In those days Jesus came from Nazareth of Galilee and was baptized by John in the Jordan. 10And just as he was coming up out of the water, he saw the heavens torn apart and the Spirit descending like a dove on him. 11And a voice came from heaven, ‘You are my Son, the Beloved; with you I am well pleased.’

12 And the Spirit immediately drove him out into the wilderness. 13He was in the wilderness for forty days, tempted by Satan; and he was with the wild beasts; and the angels waited on him.

14 Now after John was arrested, Jesus came to Galilee, proclaiming the good news of God, 15and saying, ‘The time is fulfilled, and the kingdom of God has come near; repent, and believe in the good news.’

Reflections and Questions

‘the Spirit’ v10 and v12. People often say that Mark’s is a very materialistic gospel. But here the Spirit is prominent – and busy. And we see it in two modes: descending in peaceful affirmation and then roughly driving Jesus out.  We all know which mode we prefer to Spirit to be in for us.  We all love affirmation. But what is the more everyday experience? What can you say about being driven out?

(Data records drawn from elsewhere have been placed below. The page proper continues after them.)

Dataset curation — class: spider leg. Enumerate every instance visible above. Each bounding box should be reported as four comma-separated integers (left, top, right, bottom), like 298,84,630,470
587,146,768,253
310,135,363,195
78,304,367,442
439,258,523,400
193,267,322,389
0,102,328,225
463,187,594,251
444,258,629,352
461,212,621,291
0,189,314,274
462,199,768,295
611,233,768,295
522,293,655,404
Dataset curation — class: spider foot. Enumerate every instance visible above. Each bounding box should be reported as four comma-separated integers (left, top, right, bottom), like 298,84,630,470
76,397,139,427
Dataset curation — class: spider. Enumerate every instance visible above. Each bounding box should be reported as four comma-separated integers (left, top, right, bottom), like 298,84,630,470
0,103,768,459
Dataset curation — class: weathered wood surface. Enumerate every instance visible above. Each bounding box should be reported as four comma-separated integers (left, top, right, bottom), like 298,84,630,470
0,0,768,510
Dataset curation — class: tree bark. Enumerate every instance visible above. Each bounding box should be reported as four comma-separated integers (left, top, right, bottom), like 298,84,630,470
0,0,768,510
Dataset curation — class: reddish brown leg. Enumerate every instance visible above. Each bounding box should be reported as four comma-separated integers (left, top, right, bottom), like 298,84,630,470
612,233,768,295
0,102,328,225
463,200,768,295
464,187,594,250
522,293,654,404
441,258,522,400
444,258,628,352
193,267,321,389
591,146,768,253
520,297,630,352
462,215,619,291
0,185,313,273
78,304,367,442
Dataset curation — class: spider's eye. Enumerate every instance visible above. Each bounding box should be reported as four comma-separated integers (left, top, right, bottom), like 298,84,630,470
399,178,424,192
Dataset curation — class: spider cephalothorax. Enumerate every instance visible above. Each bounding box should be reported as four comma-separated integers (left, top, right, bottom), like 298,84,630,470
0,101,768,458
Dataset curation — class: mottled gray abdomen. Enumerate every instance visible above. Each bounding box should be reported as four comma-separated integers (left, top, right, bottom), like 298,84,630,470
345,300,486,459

‘Wilderness’ v 12. You can think back to the liberated but compass-less Israelites or forward to the Egyptian monastics, for some of whom 140 characters would be verbosity itself. Either way, the wilderness is a place where spirituality happens.  How might that challenge our views of spirituality today?  Where are the wilderness places close to home? And why does God meet is in such challenging places?

‘tempted by Satan’ v 13. Mark does not claim to know what happened between Jesus and Satan.  This gives the preacher a little more scope to use their imagination or inner experience to talk about temptation.  Is true temptation resistable by human beings?  How serious and honest are we when we talk about it? Does Satan announce his presence or come in disguise?  What disguise?

‘John was arrested’ v14   There really is no let-up here. We are only 14 verses into the gospel and such a lot has happened. And yet it is gospel, good news. Mark uses the very word. ‘John is in prison but come and hear good news.  Oh, and, by the way, it is time to repent and believe too.’ What does true repentance look like today?  And true belief?  Now – why is all this gospel?